My first CFO job was working for a relatively small organization with an administrative assistant who still used a typewriter and refused to have a computer on her desk. She had been with the company since its origination and she knew where everything was located. She had all the contracts, historical Board reports and legal agreements in a file drawer. If you asked her for a document, she could stand up from her desk open one file drawer and hand it to you within 3 minutes tops.
The truth is, in today’s environment, to locate corporate, financial and administrative documents when they are needed can cost organizations unbelievable amounts of money.
Betty did not like me too much when I became CFO, as she thought I was taking a job away from a man. My approach to this and all discrimination I have experienced in my career is to analyze the situation and determine if I could make it better by doing such an awesome job no one could ignore me. If that was not possible, I would have changed my geography.
When she came to some of the first C-level management meetings, she would ask all the men in the room what they wanted to drink and skip over me. I was fortunate to have a wonderful boss who would then follow her out of the room and tell her what I would like. I quickly realized that if I wanted to be successful in this position, I had to figure out how to win Betty over so that I could get to those documents and of course get a cup of coffee at the management meetings.
Who’s Job is it to Manage Corporate Documents?
Times have changed and the days of Betty or any administrative assistant asking if you would like something to drink or logically organizing documents have gone the way of the rotary telephone.
Businesses have, for the most part, eliminated the administrative assistant position as they feel the position is not needed now that professionals have email and all the APPs and tools a computer provides. Even if there is an administrative assistant, the job description generally will not include managing and maintaining corporate documents. I frequently ask when I begin a new job with a company who has this responsibility; C-Level executives of small and large organizations look at me just like I asked them what kind of cheese is on the moon. They have no idea.
Failure to follow a document management process costs your organization in the following ways:
- The C-Level executives do not have a clear line of sight to the contract terms they are bound to as they are carrying out their corporate responsibilities. This can lead to losing major customers, noncompliance issues with regulatory bodies and lawsuits that take a tremendous amount of time to litigate.
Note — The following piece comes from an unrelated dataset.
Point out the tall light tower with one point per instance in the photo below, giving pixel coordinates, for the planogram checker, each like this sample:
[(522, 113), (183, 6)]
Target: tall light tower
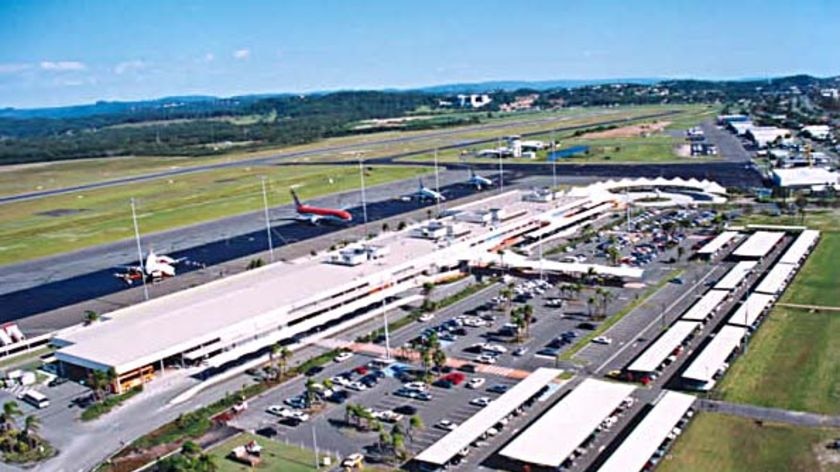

- Creates negative relationships with vendors. I once spoke with a professional who had served as a manufacturer’s rep for an organization for several years. The management of the company changed, and when the manufacturer’s rep came to meet with the new management, they were told: “I looked in the file drawer, there was not a contract, so I am terminating our relationship today.” The manufacturer’s rep had a long-term relationship with the company and its customers in a very closely held industry. Once the new management realized the mistakes they had made, it was too late. Not only did the contract had a 90-day termination notice clause, but the rep was well-loved by many customers. The negative ethical behavior on the part of company management left the rep unwilling to work with that company.
- I have seen many a deal fall apart, and the potential investor or buyer walk away, before due diligence is complete. When a company’s documents are distributed in corporate and personal emails, shared corporate drives, personal drives, even the email files of terminated employees, locating them takes valuable time in which the potential buyer can find a lot of other things that interest them, causing them to move on to another deal that is ready to move forward.
- Compliance issues are not dealt with on an ongoing basis. As a new CFO at an organization with government contracts, a governmental agency called me to report my organization was out of compliance with the terms of the contract. I pulled the “I am the new kid on the block” card and asked to call them back. It was shocking how long it took to locate the contract after I hung up the phone and even more shocking to learn the terms of the contract to which we had agreed. It was apparent to me that our organization had failed to thoroughly read and understand their contractual obligations. When I appealed to the agency that the terms were not reasonable, the agency basically said, “Well you (meaning the organization) signed the contract and you will be compliant, or we will terminate the contract.” This was not the welcoming present I was looking for.
Who is Your Betty?
If I had a nickel for every time someone sent me a contract they considered final, but was not fully reviewed and executed with all signatures, I would be inviting you to my corporate yacht this weekend. Betty would never have filed an incomplete document in her precious filing system without all the signatures, dates, notary stamps and corporate seals. Honor Betty and her memory, as she now rests in peace in the clouds; put someone you trust in charge of finding and organizing all the corporate documents and maintaining them. Your organization will be better for it.